The electronic control unit (ECU) receives information regarding engine speed, crankshaft angle, coolant temperature and throttle position. An air flow meter also measures the volume of air entering the induction system.
Crank position and engine speed is determined by a pair of sensors reading from the flywheel (or toothed pulley at the front of the engine on later models). A separate constant idle speed system monitors and regulates base idle speed settings.
On early systems, a 5th injector is used to provide extra fuel enrichment during different cold-start conditions.
Depending on application and version, an oxygen sensor may be fitted (the system was originally designed for leaded fuel).
Once the ECU has received all the correct signals from its sensors, it will fire the injectors. The ECUs have 2 injection outputs, and the injectors are arranged in 2 "banks" which fire once every two engine revolutions. In an example 4-cylinder engine, one output controls the injectors for cylinders 1 and 3, and the other controls 2 and 4. The system uses a "cylinder ID" sensor mounted to the cam-shaft to detect which cylinders are approaching the top of their stroke, therefore which injector bank should be fired. During start-up (below 600 RPM), or if there is no signal from the cylinder ID sensor, all injectors are fired simultaneously once per engine revolution.
|0261 200 174||Motronic||316i||1988 Onwards|
|0261 200 989||Motronic||316i|
|0261 200 157||Motronic||318i||1987 - 88|
|0261 200 175||Motronic||318i|
|0261 200 386||Motronic||318i|
|0261 200 387||Motronic||318i|
|0261 200 175||Motronic||318iS||1989 onwards|
|0261 200 172||Motronic||320i and 325i||1987|
|0261 200 381||Motronic||320i||1987 onwards|
|0261 200 164||Motronic||325i Auto||9/87 onwards|
|0261 200 073||Motronic||325i Chrome bumper||1985 - 87|
|0261 200 173||Motronic||320i and 325i Plastic bumper||9/87 onwards|
|0261 200 380||Motronic||325i||8/88 onwards|
|0261 200 071||Motronic||Early 195/200bhp M3 and Evo 1|
|0261 200 090||Motronic||M3 Evo II|
|0261 200 091||Motronic||M3 with 215bhp|
|0261 200 092||Motronic||M3 Sport Evo|
|0261 200 042||Motronic||325e||until 9/85|
|0261 200 087||Motronic||320iS|
|0261 200 074||Motronic||325e||9/85 onwards (Low compression)|
Converting to Motronic 1.3
Main article: Converting to Motronic 1.3
The last generation of the Motronic system, as fitted to all E30 models (excluding the 318iS).
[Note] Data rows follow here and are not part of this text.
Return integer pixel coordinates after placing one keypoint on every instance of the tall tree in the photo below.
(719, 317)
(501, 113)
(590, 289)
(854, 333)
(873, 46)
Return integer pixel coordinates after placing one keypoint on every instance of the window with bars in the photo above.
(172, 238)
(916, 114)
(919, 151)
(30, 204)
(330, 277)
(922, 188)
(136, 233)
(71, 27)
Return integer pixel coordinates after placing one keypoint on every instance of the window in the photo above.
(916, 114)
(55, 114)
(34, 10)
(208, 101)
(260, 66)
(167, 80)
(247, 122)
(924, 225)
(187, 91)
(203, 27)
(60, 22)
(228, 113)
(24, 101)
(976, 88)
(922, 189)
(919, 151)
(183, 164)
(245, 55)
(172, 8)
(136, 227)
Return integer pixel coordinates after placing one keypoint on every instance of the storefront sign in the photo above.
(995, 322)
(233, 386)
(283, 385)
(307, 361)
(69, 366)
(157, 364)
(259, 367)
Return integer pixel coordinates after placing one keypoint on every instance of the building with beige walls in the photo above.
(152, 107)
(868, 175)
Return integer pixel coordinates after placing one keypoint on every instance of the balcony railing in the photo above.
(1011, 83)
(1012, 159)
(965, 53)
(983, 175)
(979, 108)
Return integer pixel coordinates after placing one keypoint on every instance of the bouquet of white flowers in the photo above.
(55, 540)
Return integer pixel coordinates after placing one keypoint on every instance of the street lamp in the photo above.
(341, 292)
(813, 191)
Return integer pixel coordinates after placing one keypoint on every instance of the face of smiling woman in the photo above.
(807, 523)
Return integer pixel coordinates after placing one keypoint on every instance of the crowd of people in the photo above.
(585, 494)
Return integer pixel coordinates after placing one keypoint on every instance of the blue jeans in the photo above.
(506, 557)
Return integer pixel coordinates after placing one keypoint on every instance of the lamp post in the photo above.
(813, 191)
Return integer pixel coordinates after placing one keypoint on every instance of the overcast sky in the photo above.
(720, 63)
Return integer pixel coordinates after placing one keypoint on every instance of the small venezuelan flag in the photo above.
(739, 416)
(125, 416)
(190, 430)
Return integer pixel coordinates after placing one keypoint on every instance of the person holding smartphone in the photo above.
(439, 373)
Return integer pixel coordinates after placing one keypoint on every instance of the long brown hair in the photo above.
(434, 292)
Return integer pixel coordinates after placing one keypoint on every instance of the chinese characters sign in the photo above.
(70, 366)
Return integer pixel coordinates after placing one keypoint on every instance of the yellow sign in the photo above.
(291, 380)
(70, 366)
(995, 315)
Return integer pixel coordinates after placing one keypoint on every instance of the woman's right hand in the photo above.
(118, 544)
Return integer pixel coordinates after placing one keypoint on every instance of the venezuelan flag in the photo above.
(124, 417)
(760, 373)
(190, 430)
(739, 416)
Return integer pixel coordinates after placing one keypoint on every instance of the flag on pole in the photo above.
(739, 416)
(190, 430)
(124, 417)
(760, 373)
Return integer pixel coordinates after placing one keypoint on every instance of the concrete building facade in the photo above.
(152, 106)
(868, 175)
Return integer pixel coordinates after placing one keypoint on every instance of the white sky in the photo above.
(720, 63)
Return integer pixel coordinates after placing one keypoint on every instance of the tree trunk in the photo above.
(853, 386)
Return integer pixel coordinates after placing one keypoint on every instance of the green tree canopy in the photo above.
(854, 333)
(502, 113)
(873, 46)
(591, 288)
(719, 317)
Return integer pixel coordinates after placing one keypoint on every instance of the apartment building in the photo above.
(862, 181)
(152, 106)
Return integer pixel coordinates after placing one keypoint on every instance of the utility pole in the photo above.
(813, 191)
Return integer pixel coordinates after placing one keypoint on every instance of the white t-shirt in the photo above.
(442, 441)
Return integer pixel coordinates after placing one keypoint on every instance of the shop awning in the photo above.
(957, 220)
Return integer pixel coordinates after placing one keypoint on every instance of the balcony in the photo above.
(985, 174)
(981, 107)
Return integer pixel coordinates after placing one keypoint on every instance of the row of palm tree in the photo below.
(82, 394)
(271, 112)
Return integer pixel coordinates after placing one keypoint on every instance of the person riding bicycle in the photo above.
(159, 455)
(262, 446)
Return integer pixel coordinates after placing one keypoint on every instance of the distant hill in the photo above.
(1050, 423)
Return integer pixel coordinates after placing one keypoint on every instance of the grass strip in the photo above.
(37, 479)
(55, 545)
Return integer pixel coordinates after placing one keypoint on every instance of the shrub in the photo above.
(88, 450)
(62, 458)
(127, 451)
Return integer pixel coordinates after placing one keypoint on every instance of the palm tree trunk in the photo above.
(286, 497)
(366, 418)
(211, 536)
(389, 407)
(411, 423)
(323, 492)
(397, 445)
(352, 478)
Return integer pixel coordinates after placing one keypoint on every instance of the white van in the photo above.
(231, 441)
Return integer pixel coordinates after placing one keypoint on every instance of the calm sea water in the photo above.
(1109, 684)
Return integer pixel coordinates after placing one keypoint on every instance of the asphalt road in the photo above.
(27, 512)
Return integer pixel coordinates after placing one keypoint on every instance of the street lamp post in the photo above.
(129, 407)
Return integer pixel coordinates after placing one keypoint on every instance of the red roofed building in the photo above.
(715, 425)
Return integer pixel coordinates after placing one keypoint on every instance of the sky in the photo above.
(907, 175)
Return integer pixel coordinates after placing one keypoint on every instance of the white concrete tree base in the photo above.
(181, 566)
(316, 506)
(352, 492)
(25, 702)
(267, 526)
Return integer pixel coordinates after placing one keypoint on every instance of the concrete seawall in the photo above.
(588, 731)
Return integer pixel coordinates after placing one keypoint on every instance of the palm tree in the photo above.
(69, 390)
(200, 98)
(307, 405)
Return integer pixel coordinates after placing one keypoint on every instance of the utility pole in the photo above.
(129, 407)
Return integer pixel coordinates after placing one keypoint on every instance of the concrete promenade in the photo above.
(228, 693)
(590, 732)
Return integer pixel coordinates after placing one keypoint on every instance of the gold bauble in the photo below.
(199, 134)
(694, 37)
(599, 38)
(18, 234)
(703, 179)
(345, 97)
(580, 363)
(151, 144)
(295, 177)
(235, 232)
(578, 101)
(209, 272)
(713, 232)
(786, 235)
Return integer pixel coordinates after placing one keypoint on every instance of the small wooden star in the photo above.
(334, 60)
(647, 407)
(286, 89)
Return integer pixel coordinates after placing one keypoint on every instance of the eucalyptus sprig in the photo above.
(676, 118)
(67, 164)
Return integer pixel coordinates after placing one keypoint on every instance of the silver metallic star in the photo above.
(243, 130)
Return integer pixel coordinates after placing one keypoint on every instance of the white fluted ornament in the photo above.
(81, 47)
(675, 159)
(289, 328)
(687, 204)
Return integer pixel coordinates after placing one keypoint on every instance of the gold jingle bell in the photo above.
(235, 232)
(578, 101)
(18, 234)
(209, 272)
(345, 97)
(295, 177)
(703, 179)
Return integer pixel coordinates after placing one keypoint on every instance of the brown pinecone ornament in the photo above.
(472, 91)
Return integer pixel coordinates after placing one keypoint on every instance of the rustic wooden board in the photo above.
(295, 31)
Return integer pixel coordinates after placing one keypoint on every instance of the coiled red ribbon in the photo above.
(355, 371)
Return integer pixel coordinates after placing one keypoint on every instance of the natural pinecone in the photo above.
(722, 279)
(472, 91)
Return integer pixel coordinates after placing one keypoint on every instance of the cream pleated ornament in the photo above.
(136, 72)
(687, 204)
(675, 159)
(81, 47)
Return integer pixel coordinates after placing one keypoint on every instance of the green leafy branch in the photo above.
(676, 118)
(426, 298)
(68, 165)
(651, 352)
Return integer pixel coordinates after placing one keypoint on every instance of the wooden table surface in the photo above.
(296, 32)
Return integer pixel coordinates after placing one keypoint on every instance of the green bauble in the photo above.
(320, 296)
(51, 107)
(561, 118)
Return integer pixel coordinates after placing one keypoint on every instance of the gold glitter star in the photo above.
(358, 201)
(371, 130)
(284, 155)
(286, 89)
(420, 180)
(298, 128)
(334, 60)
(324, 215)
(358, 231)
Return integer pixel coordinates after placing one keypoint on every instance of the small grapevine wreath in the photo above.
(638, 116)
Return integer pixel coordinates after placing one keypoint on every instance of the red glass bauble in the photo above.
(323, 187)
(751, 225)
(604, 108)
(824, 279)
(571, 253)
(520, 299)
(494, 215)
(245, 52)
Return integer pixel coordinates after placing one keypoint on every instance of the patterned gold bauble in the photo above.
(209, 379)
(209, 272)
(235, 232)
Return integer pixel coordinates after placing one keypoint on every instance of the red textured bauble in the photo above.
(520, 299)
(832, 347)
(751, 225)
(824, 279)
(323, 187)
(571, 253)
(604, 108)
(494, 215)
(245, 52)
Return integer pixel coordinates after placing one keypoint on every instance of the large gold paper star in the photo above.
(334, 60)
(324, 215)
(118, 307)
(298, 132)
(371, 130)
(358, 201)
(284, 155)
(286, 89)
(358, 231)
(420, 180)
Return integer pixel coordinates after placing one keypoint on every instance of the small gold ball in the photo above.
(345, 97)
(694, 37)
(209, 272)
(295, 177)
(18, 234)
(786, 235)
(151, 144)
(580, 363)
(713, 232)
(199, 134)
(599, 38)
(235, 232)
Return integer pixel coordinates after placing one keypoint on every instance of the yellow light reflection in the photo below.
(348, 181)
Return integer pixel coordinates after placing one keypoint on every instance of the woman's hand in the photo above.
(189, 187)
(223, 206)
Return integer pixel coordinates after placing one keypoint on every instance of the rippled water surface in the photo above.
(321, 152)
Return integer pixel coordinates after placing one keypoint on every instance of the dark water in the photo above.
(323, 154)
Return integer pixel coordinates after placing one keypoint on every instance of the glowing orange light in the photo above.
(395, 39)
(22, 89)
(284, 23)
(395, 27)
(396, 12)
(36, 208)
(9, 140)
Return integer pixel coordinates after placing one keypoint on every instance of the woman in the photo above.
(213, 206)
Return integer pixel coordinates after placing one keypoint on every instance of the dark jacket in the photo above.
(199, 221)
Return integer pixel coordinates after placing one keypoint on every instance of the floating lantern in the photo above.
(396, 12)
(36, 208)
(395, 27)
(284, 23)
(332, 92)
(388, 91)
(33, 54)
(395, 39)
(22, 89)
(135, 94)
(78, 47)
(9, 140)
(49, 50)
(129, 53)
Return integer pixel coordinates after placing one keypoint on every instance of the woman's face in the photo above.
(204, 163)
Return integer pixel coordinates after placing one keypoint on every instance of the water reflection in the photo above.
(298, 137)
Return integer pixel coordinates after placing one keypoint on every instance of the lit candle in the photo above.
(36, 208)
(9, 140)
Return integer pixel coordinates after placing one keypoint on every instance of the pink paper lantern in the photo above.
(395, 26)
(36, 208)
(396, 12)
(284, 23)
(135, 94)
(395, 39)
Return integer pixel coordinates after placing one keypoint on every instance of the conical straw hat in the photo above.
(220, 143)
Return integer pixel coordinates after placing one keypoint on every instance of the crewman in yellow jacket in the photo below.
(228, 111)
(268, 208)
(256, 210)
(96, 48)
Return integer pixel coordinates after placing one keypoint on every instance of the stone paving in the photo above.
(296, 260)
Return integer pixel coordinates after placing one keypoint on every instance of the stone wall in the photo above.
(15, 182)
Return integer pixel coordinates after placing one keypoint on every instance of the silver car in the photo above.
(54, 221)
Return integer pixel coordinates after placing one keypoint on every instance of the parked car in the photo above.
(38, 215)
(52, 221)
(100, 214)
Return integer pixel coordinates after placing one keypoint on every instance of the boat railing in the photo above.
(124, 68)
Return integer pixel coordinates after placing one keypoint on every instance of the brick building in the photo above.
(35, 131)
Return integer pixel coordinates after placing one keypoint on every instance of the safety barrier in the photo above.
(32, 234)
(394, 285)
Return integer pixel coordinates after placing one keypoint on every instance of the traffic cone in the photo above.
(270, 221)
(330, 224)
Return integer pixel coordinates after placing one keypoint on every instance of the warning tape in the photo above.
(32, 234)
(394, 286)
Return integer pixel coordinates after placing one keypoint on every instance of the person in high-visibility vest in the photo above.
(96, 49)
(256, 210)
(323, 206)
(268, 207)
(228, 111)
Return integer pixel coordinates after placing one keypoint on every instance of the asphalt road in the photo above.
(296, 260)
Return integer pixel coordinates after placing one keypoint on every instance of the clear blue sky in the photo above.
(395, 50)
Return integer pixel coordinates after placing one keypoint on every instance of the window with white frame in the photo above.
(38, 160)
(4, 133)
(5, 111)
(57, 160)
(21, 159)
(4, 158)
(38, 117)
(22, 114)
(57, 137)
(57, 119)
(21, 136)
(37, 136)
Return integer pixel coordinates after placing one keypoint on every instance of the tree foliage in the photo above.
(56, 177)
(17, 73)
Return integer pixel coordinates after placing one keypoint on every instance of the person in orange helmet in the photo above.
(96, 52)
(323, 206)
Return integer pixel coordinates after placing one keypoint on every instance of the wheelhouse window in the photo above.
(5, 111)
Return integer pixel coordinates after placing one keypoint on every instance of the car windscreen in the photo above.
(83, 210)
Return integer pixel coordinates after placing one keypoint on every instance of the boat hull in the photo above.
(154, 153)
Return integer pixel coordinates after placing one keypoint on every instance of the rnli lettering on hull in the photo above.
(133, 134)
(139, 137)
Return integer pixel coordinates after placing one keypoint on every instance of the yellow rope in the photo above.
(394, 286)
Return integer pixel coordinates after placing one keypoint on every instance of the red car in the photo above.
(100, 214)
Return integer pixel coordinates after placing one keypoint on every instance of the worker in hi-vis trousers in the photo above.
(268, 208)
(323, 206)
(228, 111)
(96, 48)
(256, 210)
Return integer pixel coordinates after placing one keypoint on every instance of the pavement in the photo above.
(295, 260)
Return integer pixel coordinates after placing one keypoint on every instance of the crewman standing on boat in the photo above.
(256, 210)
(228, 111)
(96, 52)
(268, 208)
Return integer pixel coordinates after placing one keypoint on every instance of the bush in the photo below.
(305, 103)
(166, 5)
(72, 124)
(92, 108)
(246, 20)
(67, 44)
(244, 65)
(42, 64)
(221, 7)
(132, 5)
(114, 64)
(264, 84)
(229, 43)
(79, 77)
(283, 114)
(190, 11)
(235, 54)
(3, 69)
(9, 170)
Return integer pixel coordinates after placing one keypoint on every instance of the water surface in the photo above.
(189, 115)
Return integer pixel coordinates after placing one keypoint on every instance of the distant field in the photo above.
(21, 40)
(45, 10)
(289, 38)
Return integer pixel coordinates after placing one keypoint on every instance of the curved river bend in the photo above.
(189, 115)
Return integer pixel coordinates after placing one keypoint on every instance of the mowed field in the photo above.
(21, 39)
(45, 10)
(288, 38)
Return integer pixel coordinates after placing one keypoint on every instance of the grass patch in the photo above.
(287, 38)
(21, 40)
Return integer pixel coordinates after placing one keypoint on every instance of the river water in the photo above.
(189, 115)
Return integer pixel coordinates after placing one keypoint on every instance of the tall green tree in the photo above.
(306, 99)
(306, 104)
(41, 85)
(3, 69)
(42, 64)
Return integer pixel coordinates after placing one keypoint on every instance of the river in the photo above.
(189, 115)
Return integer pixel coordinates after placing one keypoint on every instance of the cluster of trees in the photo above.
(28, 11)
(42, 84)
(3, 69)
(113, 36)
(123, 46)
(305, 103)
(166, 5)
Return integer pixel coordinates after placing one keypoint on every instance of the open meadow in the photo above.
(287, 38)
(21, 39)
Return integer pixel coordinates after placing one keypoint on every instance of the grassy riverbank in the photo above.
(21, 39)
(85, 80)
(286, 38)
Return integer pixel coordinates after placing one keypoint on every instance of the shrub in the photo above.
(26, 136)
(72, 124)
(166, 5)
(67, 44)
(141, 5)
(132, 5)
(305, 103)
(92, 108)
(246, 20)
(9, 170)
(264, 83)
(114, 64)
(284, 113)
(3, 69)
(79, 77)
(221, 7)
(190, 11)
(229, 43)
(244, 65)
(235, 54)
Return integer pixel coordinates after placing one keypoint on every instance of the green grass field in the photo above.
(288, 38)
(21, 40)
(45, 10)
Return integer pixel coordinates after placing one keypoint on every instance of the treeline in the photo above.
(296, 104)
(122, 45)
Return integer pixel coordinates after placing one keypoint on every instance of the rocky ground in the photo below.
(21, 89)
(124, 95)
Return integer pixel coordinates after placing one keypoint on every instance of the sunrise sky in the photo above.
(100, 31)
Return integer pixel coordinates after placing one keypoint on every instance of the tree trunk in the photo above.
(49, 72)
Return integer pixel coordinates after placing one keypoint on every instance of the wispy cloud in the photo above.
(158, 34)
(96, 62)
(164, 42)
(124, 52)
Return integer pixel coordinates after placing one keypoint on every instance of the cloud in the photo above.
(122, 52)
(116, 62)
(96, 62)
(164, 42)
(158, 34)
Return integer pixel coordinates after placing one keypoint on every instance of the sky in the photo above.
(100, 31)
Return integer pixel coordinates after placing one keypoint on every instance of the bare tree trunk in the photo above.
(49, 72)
While Motronic 1.3 won't improve the performance of your engine much, it will give you greater access to spare parts to keep your car running, and fewer issues to fix in the future compared to the problematic and troublesome Jetronic systems.
The Motronic system can be 'chipped', which involves replacing the standard EPROM (Erasable Programmable Read Only Memory) chip with one containing a performance enhancing program or 'map' for improved driveability, throttle response, mpg, raised rev limit, etc. The flat spots are eliminated by removing the unnecessary parts in the standard program that are there to cater for low-grade fuels, high altitudes, etc. used in other parts of the world.
Chips can be found all over the internet, promising dramatic power increases, huge fuel savings and all sorts of other fantasies. While some chips can offer a noticeable improvement in either power or economy, chipping your car won't yield massive improvements. However, good chips can be found; check out our list of recommended chips.
Learn more about fitting a chip.
The existing EPROM can be blanked in an ultra-violet EPROM eraser and a new program burned into it using an EPROM programmer linked to a PC. This is referred to as a remap, commonly carried out while dyno testing for optimising the fuelling, etc.